Spotlight è il nome di un gruppo segreto di giornalisti d’inchiesta che scrivono per il Boston Globe. Nel 2001, anche grazie all’arrivo di un nuovo e lungimirante direttore, il team inizia ad indagare su una serie di abusi da parte di decine di preti cattolici: vittime delle violenze sono bambini con famiglie difficili alle spalle. L’inchiesta porta a smascherare un vero e proprio “sistema” che tollera e difende i preti pedofili.

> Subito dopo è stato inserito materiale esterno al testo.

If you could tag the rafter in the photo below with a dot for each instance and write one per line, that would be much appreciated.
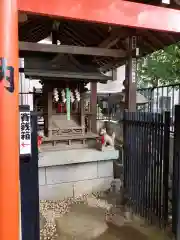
(76, 50)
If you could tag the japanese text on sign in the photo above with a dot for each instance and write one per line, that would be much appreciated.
(25, 133)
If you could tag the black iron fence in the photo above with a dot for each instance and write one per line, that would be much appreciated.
(146, 164)
(174, 194)
(161, 99)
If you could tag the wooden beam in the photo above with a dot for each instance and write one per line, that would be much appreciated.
(68, 75)
(76, 50)
(153, 39)
(119, 12)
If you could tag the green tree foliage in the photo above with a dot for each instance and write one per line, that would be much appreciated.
(160, 68)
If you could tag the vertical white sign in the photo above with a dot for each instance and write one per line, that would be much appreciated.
(25, 133)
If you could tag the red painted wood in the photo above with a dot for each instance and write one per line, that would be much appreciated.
(9, 123)
(107, 11)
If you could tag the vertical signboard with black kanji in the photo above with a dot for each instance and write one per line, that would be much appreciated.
(25, 131)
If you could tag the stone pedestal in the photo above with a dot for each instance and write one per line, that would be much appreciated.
(72, 173)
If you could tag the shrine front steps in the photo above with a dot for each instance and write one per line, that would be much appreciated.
(72, 173)
(79, 141)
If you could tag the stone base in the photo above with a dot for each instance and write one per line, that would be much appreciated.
(84, 173)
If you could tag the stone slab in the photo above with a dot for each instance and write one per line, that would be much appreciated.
(56, 192)
(66, 157)
(71, 173)
(105, 169)
(94, 185)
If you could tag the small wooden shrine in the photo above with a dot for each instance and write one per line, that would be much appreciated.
(68, 122)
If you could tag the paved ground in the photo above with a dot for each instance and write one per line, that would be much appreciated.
(85, 222)
(89, 221)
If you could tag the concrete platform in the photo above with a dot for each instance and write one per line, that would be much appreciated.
(72, 173)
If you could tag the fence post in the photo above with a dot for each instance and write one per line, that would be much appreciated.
(176, 176)
(166, 166)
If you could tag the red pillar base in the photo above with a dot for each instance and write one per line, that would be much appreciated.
(9, 131)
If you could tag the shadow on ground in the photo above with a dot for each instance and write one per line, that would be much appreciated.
(85, 222)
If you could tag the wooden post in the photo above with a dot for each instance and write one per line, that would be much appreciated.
(82, 112)
(9, 121)
(45, 108)
(93, 106)
(130, 76)
(50, 111)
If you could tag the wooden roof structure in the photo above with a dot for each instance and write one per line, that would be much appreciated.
(100, 41)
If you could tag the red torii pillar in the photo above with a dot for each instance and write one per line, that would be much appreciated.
(9, 122)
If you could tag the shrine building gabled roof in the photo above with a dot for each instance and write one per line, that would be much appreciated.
(87, 34)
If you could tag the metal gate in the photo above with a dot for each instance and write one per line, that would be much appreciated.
(146, 164)
(30, 188)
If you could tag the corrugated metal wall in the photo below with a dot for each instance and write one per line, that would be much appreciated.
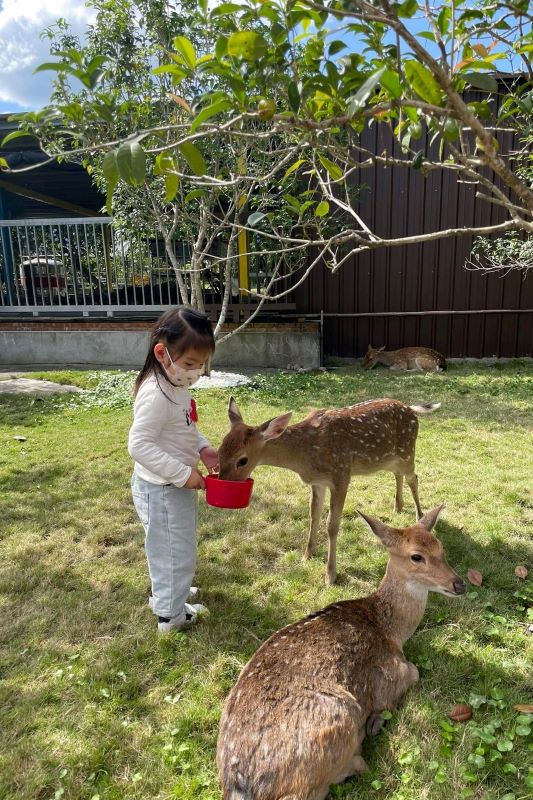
(401, 202)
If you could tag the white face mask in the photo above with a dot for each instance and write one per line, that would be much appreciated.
(180, 377)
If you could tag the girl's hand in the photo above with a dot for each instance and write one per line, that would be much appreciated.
(195, 480)
(209, 457)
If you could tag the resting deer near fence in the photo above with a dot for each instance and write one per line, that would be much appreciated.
(326, 449)
(295, 720)
(422, 359)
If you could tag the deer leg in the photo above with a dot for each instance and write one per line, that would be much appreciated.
(316, 504)
(398, 501)
(412, 482)
(337, 498)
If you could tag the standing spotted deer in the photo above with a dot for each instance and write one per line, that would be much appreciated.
(295, 720)
(326, 449)
(422, 359)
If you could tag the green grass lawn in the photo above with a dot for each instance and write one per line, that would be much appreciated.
(94, 704)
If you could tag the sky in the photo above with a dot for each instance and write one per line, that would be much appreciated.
(21, 49)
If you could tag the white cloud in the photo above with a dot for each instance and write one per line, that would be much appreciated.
(21, 48)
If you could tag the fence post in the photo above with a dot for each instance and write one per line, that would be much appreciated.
(8, 266)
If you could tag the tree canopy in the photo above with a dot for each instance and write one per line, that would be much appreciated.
(268, 103)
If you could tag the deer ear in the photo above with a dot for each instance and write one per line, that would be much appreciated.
(429, 519)
(275, 427)
(388, 536)
(233, 412)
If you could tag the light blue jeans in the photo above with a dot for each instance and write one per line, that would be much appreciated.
(169, 516)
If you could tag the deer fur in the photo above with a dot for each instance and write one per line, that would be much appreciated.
(326, 449)
(295, 721)
(408, 358)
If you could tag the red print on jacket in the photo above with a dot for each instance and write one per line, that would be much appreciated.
(193, 413)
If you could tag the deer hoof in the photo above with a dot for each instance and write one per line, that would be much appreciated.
(374, 724)
(359, 764)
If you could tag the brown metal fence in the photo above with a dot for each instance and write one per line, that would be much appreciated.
(421, 278)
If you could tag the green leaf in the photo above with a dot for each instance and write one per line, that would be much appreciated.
(292, 201)
(221, 47)
(407, 8)
(293, 95)
(193, 157)
(293, 167)
(332, 169)
(477, 700)
(322, 209)
(254, 218)
(110, 166)
(390, 81)
(14, 135)
(248, 45)
(225, 8)
(172, 183)
(423, 82)
(194, 194)
(504, 745)
(358, 100)
(481, 81)
(131, 162)
(208, 112)
(173, 69)
(163, 164)
(185, 48)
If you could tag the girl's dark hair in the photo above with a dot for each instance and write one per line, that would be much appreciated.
(179, 329)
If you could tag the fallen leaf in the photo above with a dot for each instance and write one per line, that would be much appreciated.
(461, 712)
(475, 577)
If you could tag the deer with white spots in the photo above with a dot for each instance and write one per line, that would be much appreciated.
(326, 449)
(421, 359)
(295, 720)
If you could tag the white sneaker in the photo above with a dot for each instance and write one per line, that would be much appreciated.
(193, 591)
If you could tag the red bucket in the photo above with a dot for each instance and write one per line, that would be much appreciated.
(228, 494)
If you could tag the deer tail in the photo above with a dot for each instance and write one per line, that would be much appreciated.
(425, 408)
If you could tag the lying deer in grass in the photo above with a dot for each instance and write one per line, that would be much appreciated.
(295, 720)
(326, 449)
(409, 358)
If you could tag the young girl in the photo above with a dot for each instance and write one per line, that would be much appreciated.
(166, 446)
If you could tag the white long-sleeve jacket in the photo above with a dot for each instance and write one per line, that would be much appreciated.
(164, 441)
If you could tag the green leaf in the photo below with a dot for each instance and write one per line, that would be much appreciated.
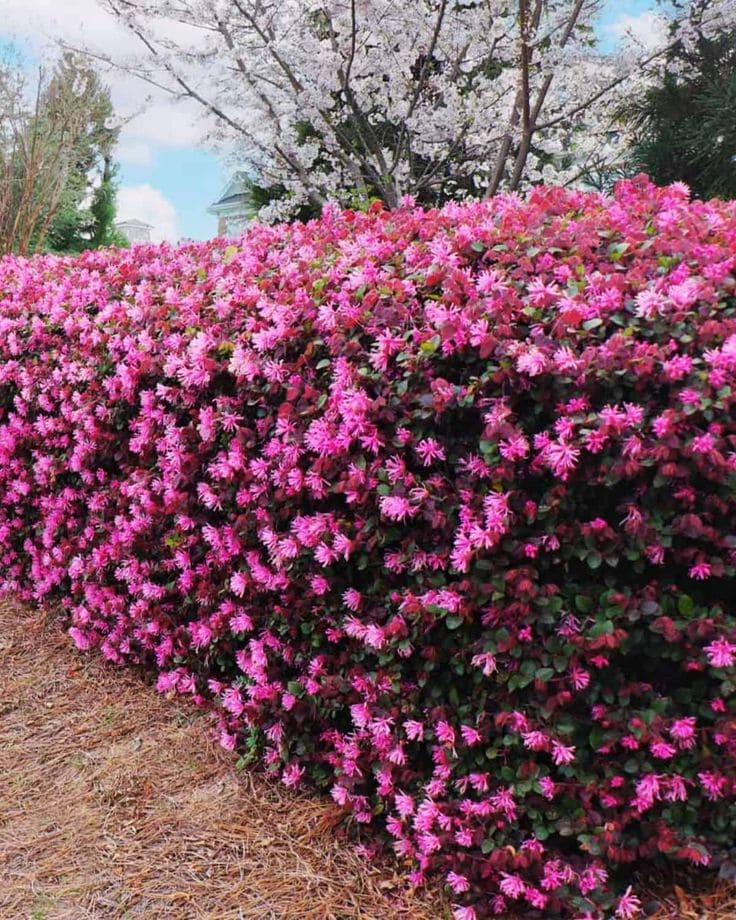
(685, 605)
(583, 603)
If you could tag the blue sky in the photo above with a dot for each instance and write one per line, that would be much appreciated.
(166, 176)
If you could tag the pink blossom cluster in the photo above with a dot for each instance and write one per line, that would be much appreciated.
(434, 508)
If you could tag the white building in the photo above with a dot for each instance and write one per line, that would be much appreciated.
(135, 231)
(233, 208)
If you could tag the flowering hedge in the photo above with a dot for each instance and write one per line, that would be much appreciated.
(439, 505)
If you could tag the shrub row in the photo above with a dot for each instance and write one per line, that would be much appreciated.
(438, 506)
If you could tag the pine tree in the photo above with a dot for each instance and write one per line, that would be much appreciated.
(685, 128)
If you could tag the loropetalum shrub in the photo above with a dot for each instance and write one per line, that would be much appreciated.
(439, 506)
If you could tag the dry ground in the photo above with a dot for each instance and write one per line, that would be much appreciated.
(116, 804)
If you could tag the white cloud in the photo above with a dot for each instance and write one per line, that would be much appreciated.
(646, 32)
(147, 203)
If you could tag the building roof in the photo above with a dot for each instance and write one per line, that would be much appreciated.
(134, 222)
(233, 195)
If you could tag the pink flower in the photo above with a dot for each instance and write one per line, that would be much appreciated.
(721, 653)
(470, 735)
(701, 571)
(292, 775)
(562, 754)
(429, 451)
(562, 458)
(628, 905)
(464, 913)
(458, 883)
(512, 886)
(395, 507)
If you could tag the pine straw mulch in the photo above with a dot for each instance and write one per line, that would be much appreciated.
(117, 804)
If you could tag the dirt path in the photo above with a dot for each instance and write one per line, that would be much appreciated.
(116, 804)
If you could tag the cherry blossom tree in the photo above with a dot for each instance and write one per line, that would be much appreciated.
(438, 99)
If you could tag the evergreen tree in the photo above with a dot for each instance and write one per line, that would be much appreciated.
(685, 128)
(86, 215)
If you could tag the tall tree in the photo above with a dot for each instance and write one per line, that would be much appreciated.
(56, 135)
(684, 127)
(434, 98)
(86, 214)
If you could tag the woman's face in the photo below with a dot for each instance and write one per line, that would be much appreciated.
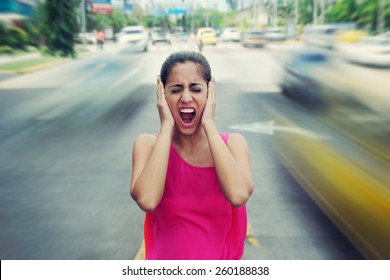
(186, 94)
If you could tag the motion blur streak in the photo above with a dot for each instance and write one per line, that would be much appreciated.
(352, 190)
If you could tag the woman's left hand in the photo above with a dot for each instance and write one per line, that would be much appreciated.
(208, 116)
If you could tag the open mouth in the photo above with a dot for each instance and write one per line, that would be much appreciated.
(187, 115)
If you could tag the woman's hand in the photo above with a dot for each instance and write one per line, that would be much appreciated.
(165, 113)
(208, 116)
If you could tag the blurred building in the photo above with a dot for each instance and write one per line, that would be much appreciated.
(11, 10)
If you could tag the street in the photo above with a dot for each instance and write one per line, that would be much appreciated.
(66, 136)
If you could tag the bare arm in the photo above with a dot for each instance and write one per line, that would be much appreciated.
(232, 160)
(150, 159)
(232, 165)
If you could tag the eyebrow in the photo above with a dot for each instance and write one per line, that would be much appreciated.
(180, 85)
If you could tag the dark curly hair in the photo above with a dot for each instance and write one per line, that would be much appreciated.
(183, 57)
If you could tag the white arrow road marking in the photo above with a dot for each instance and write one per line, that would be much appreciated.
(269, 128)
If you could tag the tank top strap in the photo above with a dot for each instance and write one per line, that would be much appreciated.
(225, 137)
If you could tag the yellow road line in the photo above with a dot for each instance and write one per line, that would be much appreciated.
(140, 255)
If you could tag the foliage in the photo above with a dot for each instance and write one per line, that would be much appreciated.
(61, 26)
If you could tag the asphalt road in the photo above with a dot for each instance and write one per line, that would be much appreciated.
(66, 136)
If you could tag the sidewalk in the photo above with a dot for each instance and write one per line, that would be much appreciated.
(8, 58)
(41, 61)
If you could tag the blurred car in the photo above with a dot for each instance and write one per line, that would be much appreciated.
(206, 36)
(329, 35)
(181, 36)
(159, 36)
(322, 36)
(253, 38)
(90, 38)
(134, 37)
(230, 34)
(385, 35)
(299, 80)
(275, 34)
(369, 51)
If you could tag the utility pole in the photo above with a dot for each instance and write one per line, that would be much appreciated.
(192, 18)
(83, 24)
(207, 13)
(275, 13)
(322, 12)
(381, 16)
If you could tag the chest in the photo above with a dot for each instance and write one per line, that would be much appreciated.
(200, 157)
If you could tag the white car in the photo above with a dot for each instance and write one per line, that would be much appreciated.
(370, 51)
(134, 38)
(275, 34)
(230, 34)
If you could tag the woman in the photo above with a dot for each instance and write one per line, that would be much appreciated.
(192, 181)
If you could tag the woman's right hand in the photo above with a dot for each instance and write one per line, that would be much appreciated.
(165, 113)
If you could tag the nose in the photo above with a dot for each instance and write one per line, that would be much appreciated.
(186, 97)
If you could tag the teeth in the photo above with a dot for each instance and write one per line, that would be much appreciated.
(187, 111)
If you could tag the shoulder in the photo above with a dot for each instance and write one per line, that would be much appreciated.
(144, 141)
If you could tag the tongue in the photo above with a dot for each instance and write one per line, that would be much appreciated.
(187, 118)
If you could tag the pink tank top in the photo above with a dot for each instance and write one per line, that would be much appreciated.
(194, 221)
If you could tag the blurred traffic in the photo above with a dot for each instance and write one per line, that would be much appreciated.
(324, 78)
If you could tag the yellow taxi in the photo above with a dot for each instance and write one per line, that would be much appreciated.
(206, 36)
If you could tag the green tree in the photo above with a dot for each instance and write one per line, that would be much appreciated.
(61, 26)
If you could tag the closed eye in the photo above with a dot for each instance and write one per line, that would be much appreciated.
(176, 90)
(197, 90)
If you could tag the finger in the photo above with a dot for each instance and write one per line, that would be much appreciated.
(212, 88)
(160, 88)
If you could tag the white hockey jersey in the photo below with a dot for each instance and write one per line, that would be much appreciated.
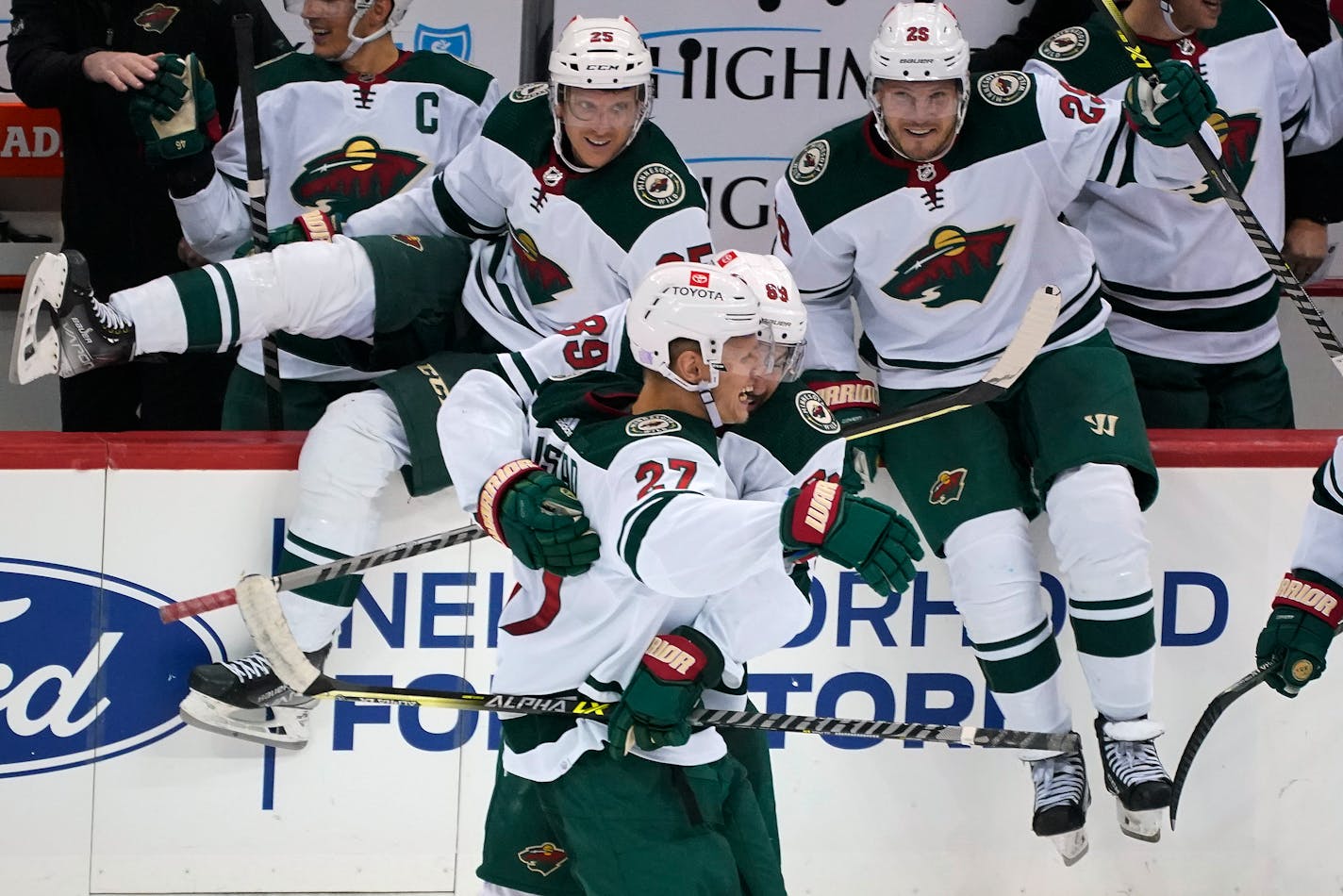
(943, 257)
(561, 244)
(340, 142)
(1185, 279)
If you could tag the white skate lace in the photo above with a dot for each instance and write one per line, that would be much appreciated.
(250, 667)
(108, 316)
(1133, 762)
(1058, 782)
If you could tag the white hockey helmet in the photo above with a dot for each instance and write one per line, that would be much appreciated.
(393, 19)
(919, 41)
(783, 317)
(599, 54)
(688, 300)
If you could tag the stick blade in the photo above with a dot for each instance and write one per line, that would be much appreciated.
(259, 605)
(1205, 725)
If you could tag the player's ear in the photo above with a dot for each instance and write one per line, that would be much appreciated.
(690, 367)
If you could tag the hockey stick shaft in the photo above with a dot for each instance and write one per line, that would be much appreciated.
(257, 199)
(1235, 200)
(333, 570)
(326, 688)
(1032, 333)
(259, 605)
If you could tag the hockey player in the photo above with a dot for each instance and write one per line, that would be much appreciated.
(652, 481)
(1307, 608)
(1194, 304)
(605, 225)
(788, 440)
(939, 212)
(348, 125)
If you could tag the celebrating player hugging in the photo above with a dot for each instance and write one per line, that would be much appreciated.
(939, 214)
(664, 613)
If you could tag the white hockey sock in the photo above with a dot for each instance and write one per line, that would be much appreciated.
(345, 464)
(316, 289)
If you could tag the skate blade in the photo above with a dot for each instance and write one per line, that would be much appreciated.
(1072, 845)
(1140, 825)
(282, 728)
(43, 288)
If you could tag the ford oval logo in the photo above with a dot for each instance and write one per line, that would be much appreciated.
(86, 670)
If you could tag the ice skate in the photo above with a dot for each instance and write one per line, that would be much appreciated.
(246, 699)
(1061, 801)
(1135, 775)
(62, 328)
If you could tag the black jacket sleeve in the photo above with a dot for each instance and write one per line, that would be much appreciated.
(1044, 19)
(1312, 186)
(41, 65)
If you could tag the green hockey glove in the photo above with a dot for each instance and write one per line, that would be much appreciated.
(174, 114)
(538, 519)
(1298, 633)
(851, 399)
(665, 689)
(1171, 111)
(855, 532)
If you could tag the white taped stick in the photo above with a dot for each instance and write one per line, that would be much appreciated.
(259, 605)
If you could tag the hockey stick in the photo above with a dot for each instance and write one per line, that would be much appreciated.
(1035, 329)
(333, 570)
(259, 605)
(1235, 200)
(1302, 671)
(257, 199)
(1205, 724)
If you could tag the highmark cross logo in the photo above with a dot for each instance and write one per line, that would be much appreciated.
(86, 670)
(456, 41)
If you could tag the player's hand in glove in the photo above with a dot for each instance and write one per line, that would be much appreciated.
(1171, 111)
(1298, 633)
(855, 532)
(174, 113)
(851, 399)
(665, 689)
(310, 227)
(538, 519)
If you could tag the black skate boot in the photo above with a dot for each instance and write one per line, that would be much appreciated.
(1135, 775)
(246, 699)
(1061, 801)
(78, 332)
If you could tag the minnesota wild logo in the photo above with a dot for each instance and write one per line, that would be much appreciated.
(357, 174)
(953, 266)
(541, 277)
(1238, 135)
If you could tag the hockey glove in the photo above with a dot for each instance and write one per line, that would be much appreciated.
(851, 399)
(1298, 633)
(310, 227)
(1171, 111)
(174, 114)
(855, 532)
(665, 688)
(538, 519)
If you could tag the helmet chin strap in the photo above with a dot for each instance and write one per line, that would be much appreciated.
(1170, 23)
(715, 418)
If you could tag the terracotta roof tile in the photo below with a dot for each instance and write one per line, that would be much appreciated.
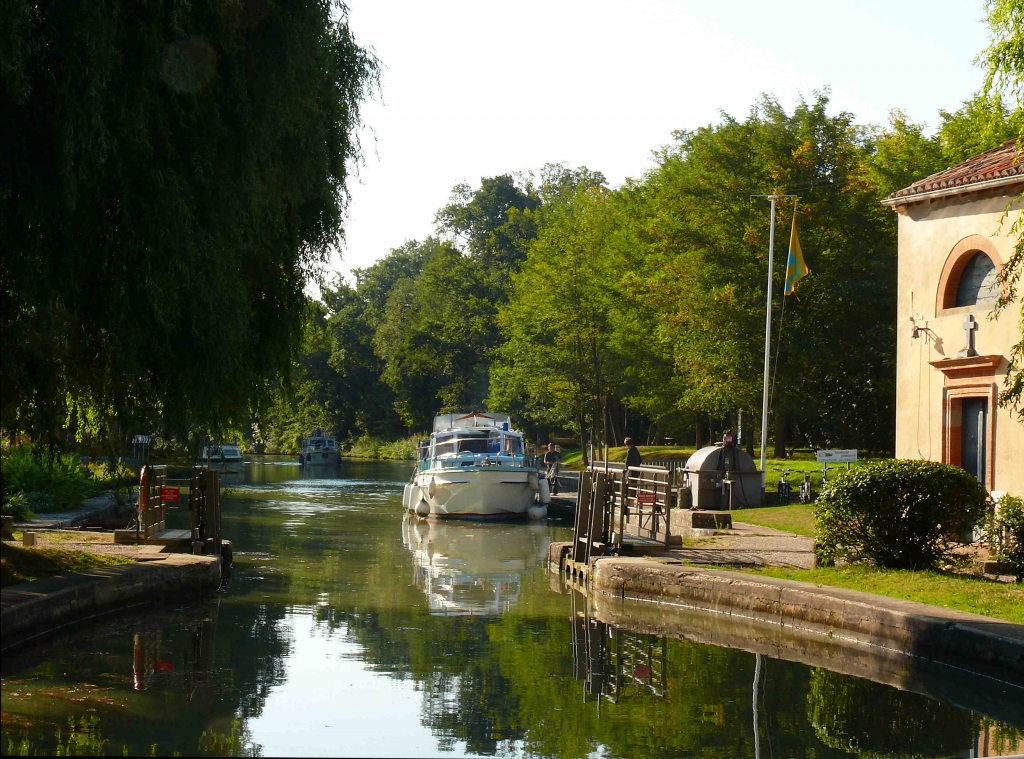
(1005, 161)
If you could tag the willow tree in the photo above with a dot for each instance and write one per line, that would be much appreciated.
(172, 177)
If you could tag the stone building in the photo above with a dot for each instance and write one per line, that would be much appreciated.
(951, 359)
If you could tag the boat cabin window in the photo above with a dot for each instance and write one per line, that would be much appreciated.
(512, 446)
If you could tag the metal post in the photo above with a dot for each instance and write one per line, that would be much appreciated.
(764, 403)
(757, 684)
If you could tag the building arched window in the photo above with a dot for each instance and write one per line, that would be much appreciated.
(979, 282)
(970, 277)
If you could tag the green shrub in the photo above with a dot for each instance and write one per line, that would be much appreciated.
(899, 514)
(51, 481)
(367, 447)
(1006, 534)
(16, 505)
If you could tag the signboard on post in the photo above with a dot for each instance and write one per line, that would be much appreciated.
(844, 456)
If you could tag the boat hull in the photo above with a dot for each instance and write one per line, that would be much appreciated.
(321, 458)
(470, 494)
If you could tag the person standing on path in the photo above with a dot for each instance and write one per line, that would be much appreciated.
(552, 459)
(633, 457)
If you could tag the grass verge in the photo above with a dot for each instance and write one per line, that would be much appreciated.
(976, 595)
(797, 518)
(25, 564)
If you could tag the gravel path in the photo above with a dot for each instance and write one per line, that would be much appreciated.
(750, 545)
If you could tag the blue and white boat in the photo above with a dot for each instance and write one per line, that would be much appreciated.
(320, 450)
(474, 467)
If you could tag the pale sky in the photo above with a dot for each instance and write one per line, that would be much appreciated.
(479, 88)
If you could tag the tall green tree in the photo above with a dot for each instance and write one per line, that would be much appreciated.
(556, 361)
(496, 222)
(437, 336)
(1004, 61)
(708, 242)
(172, 177)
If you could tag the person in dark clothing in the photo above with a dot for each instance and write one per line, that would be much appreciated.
(552, 460)
(633, 457)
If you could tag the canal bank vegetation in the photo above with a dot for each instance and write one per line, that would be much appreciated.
(367, 447)
(19, 564)
(894, 529)
(39, 479)
(963, 592)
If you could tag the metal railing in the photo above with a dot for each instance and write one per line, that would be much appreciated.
(613, 502)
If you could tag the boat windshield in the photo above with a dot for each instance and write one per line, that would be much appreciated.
(494, 441)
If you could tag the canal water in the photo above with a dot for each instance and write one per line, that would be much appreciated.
(347, 630)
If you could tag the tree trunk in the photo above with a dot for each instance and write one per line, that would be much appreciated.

La prima cosa che viene in mente, guardando “Il caso Spotlight“, è se davvero meritasse l’Oscar come miglior film. Nonostante l’ottima fattura, il lavoro di McCarthy non raggiunge mai picchi veramente memorabili: è anzi da segnalare un inizio piuttosto noioso. C’è poi una certa macchinosità nella trama: i personaggi si accavallano sullo schermo con un ritmo che non tutti sono in grado di sostenere. Qualcosa migliora nella seconda parte, nonostante il completo appiattimento delle vittime. Il film è totalmente incentrato sul lavoro tecnico e giornalistico: il dolore e la disperazione dei bambini abusati è relegato a poche (e poco incisive) scene: manca sempre il cambio di marcia che lo spettatore si aspetterebbe. Grandi nomi (uno per tutti Stanley Tucci) votati all’appiattimento, in quella che è forse una storia troppo “affollata” e carica di tecnicismi burocratici. Keaton e la McAdams eseguono egregiamente il loro lavoro, anche se non sembrano mai cercare quel picco che incollerebbe lo spettatore allo schermo. Meritevole invece l’interpretazione di Ruffalo, forse l’unico veramente ispirato dalla storia. Un discreto film, premiato più dal coraggio per la storia narrata che non per l’effettivo valore cinematografico. Non certo memorabile.